For access ports to end hosts PortFast and BPDU Filer is enough. BPDU Gaurd instead of BPDU filter would be useful on access ports that face another switch or router should the customer form a loop.

Mixing all three on trunks?

Per interface:

interface x/x
spanning-tree portfast
spanning-tree bpdufilter enable
spanning-tree bpduguard enable

BPDU guard will never kick in because BPDU filter is filtering both the outgoing and incoming BPDUs. This also means that the port can never lose its Portfast status which it would normally do if BPDUs were received inbound. If you remove the filter then BPDU guard will kick in and shutdown the port if a BPDU is received. This is done before the port can lose its Portfast operational state so basically the port will always operate in Porfast operational mode.

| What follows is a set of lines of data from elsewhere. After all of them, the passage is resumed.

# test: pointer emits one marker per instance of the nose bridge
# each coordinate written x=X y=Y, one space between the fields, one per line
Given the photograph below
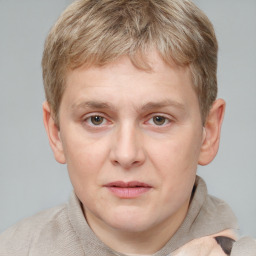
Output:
x=127 y=149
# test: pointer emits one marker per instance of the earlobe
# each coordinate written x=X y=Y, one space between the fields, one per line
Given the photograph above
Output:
x=53 y=134
x=212 y=130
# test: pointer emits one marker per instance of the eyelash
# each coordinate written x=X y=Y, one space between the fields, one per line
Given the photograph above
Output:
x=151 y=121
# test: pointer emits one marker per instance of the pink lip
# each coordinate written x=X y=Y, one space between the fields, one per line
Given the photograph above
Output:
x=128 y=190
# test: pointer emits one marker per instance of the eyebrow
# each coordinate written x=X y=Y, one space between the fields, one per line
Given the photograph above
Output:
x=146 y=107
x=92 y=104
x=162 y=104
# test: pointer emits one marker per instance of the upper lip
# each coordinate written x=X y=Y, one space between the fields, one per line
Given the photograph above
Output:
x=130 y=184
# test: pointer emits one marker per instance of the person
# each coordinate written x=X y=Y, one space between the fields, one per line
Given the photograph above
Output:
x=131 y=108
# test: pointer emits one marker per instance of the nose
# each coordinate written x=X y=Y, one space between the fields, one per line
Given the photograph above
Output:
x=127 y=147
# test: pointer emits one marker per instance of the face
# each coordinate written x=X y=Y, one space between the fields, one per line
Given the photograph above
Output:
x=131 y=140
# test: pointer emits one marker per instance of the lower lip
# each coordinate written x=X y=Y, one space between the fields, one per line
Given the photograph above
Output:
x=128 y=193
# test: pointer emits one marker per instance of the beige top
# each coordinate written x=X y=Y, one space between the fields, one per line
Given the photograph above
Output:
x=63 y=230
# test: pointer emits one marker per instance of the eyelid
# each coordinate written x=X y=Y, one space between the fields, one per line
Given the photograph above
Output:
x=87 y=117
x=166 y=116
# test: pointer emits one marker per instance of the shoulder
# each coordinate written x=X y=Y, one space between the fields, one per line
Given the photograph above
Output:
x=39 y=233
x=244 y=246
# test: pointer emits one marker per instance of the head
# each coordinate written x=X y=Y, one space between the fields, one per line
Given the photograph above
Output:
x=131 y=109
x=99 y=32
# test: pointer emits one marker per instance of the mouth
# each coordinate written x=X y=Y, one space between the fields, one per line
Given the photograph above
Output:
x=128 y=190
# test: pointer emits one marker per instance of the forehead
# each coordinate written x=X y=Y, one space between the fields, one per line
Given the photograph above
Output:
x=121 y=80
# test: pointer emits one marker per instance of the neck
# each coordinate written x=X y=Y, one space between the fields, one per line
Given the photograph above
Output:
x=144 y=242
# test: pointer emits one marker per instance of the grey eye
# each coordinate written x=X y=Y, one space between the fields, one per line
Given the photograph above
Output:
x=159 y=120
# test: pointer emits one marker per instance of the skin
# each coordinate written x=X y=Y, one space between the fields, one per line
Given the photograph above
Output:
x=119 y=123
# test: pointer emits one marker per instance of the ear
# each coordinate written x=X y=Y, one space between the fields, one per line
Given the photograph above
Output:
x=212 y=130
x=53 y=134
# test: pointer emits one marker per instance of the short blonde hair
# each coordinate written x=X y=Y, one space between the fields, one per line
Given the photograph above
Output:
x=97 y=32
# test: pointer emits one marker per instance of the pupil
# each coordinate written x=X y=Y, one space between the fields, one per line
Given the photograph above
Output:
x=159 y=120
x=97 y=120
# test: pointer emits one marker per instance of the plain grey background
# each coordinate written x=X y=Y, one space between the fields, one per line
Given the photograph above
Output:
x=31 y=180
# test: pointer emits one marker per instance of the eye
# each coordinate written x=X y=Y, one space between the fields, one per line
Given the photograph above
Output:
x=96 y=120
x=159 y=120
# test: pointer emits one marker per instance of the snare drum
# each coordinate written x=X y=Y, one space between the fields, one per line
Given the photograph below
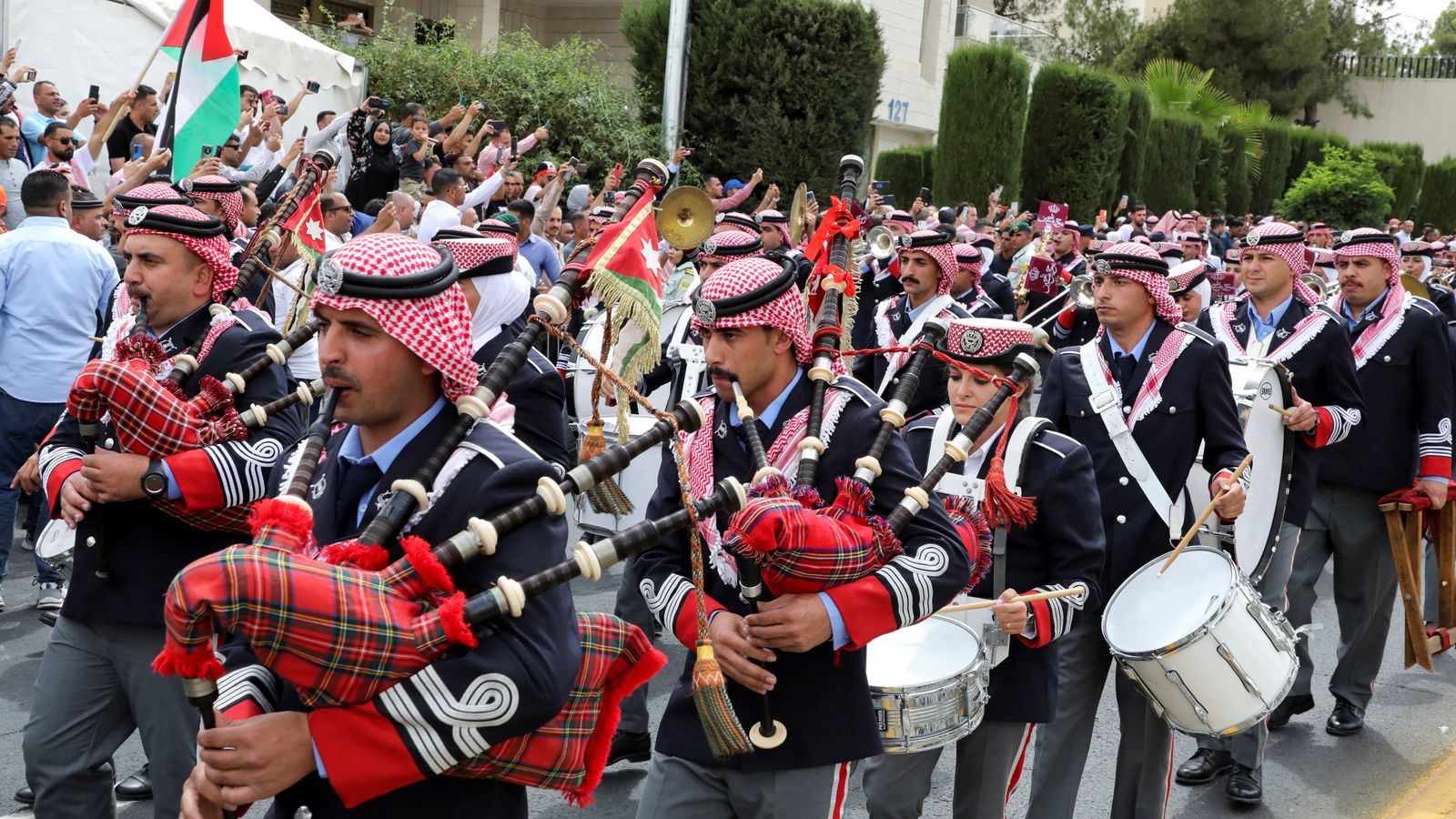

PortFast ports still send BPDUs (access or trunk) so global config is likely best for BPDU Filter and BPDU Guard together;

spanning-tree portfast default
spanning-tree portfast bpdufilter default
spanning-tree portfast bpduguard default

The first command enables Portfast on all access ports.. When BPDU filter is applied globally, the switch sends out 11 BPDUs before going silent. Because normally one BPDU is sent out every 2 seconds and the default MaxAge is 20 seconds that means that if there is a device at the other end that can process BPDUs, at least one BPDU would be received when the old BPDU (if there was one) has expired.

If a BPDU is received inbound when BPDU filter is applied globally then the port stops filtering and it will lose its Portfast status.

The BPDU guard default command will only apply to ports that are in a Portfast operational state.

If you combine these three commands together then what will happen is that when a BPDU is received the port loses its BPDU filter, BPDU guard can then kick in. The port will never lose its Portfast operational state because the port is shutdown before.

When applied to the interface BPDU guard can never kick in but if you apply it globally it can.